Our next stab at a bootstrapped platform for open source product development is to grow the STEAM Camps. This is relevant directly to teaching basic open source product development methods, while developing some of the GVCS CNC tools and derivative products in the process. The revenue model here involves the participants who pay for the experience - which allows us to continue the events - while contributing to GVCS development.

We found this financial feedback loop worked well enough in the last STEAM Camp that it is worthwhile to scale the STEAM camp effort. The idea behind the STEAM Camps is that the package addresses funding of open source product development, while engaging in such development in the process. We continue evolving the products - both hardware and the curriculum - in successive Camps - until we arrive at economically viable products. If this addresses making a living for all the instructors - who in turn are product developers - then we have scored a win for the open source product development method. Instructors have a growth opportunity to start an open source microfactory in their community.

There is another important purpose to the STEAM Camps - building talent for Design Challenges.
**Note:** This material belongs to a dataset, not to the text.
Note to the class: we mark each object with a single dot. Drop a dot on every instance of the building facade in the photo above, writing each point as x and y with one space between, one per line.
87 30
On September 1, 2010 - we plan to launch a $250k incentive challenge on HeroX. The challenge involves design the blueprints for and an enterprise around the world's first, open source, professional grade cordless drill - made from waste plastic. The challenge involves developing a garage-scale microfactory that can achieve this. The microfactory would involve at least 3D printing and plastic recycling - as the requirement is to build the cordless drills from waste-stream plastic.

By using open source design with recycling capacity - we are creating the circular economy and finally taking consumer goods out of the waste steam - where a typical useful life of an artifact is shorter than the time it took to produce it. To us, lifetime design is a gamechanger from the environmental perspective - and also from the human treadmill perspective. If products last a lifetime, then we don't need to buy new ones and thus we increase our economic freedom. Lifetime design is key to environmental integrity, and it is part of a paradigm shift in production, where business models must now transition to making improvements, as opposed to making waste. Indeed, we plan to offer a lifetime warranty with a twist - in that the product will imrove in time - not degrade. By virtue of modular, open source design - products can be upgraded.

The goal of the Incentive Challenge is to show the first clear example that open source product development - coupled with distributed production - can produce common consumer goods better, cheaper, and faster than proprietary development. If a strong example can be made of an open process like this working beyond software - with hardware - then it is likely that the process can be applied to any other hardware product. We foresee a cascade of other companies shifting to this method of development. Our big question is, How do we transition the economic paradigm from proprietary to collaborative development? Our goal is to get a clear answer to this question within a year of Sep 1, 2020. We would like to spin off a number of small enterprises producing cordless drills in many communities - along with the other 5 giants who currently dominate the $10B cordless drill market. Our goal is to achieve Distributed Market Substition of cordless drills within a 3 year window. We will see if a thousand or so small producers can produce a better product. This would require that distributed production engineering and distributed quality control is addressed properly.

We think that such goals are beyond any individual or existing company - and that only an unleashed, collaborative process can accomplish such remarkable results. If this succeeds, we will have rewritten human economic history. If we fail, we will have learned much about what it really takes to make the distributed economy a reality. I don't think that any compelling evidence exists for centralized, proprietary production being a superior way to do business in the digital age - if efficiency, effectiveness, environmental factors, and social factors are considered.